Baby Bocce Set




A beautiful set of felt Bocce balls. A unique and appealing way for children to refine their motor control, hand-eye coordination and aim.

Each of the four large balls has a different colour/pattern. This allows up to four players to participate in the game, each remembering his/her own pattern.

The small “jack” or “boccino” is approximately 6cm, while the larger balls are approximately 12cm.

The softness of the balls makes them perfect for safe, indoor use.

The set comes complete with a storage bag. This helps to keep all five pieces organised and promotes the practical life skill of caring for the materials. 

To play Bocce:

-First throw the jack/boccino. This becomes the target for the players to aim for.

-Each player takes a turn of gently rolling their own ball towards the boccino. (It is allowable for the player to gently ‘lob’ the ball underarm, but it would be preferable to initially guide children to use the rolling action).

-The player whose ball is closest can either be declared the winner or can score a point.


I personally recommend using the point-scoring method, rather than the immediate ‘winner’ method. I suggest defining a specific number of rounds (appropriate to the concentration span of the children playing) and allowing each player to collect their own number of points during these rounds. For instance - if five rounds are chosen then the players reset the boccino and play 5 times. In each round the closest player is awarded a point. After five rounds the scores are tallied - one child may have 2 points, another may have 1, the third might have 2 and the fourth may have 0. At this point there does not have to be a discussion of winners/losers, just a matter-of-fact observation of the quantities and then a decision of whether to begin again or pack away.

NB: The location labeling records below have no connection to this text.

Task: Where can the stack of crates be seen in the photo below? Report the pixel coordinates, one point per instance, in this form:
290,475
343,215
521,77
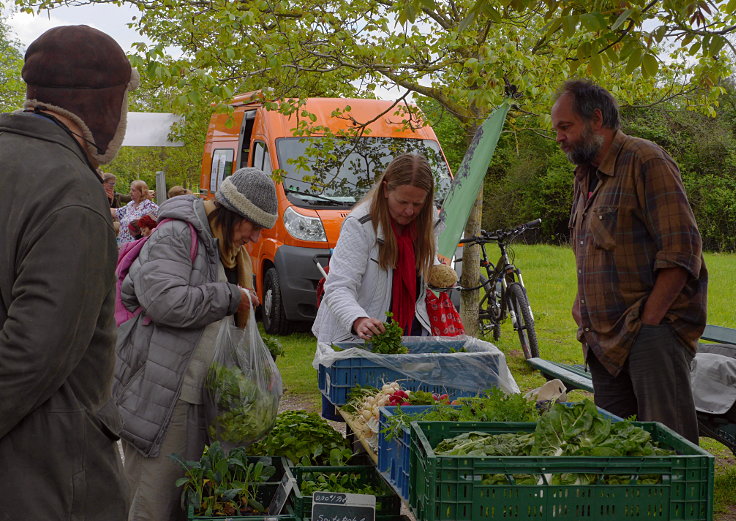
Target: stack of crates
444,488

My reasons for preferring this method is partly philosophical but also developmental.
In terms of philosophy, it provides a way of avoiding ‘competition’. Montessori classrooms are non-competitive environments so it is not ideal to introduce games with definitive winners/“losers”.

In terms of developmental benefits, using the point-scoring method allows the children to engage in other skills while playing the game. They can start counting and can use materials (or pencil and paper) to make records of the increasing scores. For instance, the group could use counters. If they have decided to play ten rounds then they would know that they need ten counters. After each round the child with the closest bocce ball collects a counter and puts it in a safe place (such as in a basket, or next to a paper where he/she has written his/her name).


The manufacturer formally recommends this material for ages 3 plus. For legal reasons we can’t officially contradict this recommendation. I can, however, point out that I choose to use these in our Playgroup with toddlers. The balls are a perfect grasping size for an infant or toddler’s hands (and too big to represent a choking/swallowing hazard as a whole). We trust you to use your own judgement, expertise and supervision when deciding when to introduce this material to your child (or the children in your class). 


All Papoose products are made with natural fibres and non-toxic dyes. They are made in Nepal with fair labor.


Please note that these items are handmade, using old fashioned techniques not automated machinery. It is therefore inevitable that some inconsistencies will be present. Each felt ball or bowl may be slightly different from the next, in terms of exact size, shape or shade. These unique attributes are meant as part of the charm of the item but if you are looking for exact uniformity then you should consider a factory made alternative.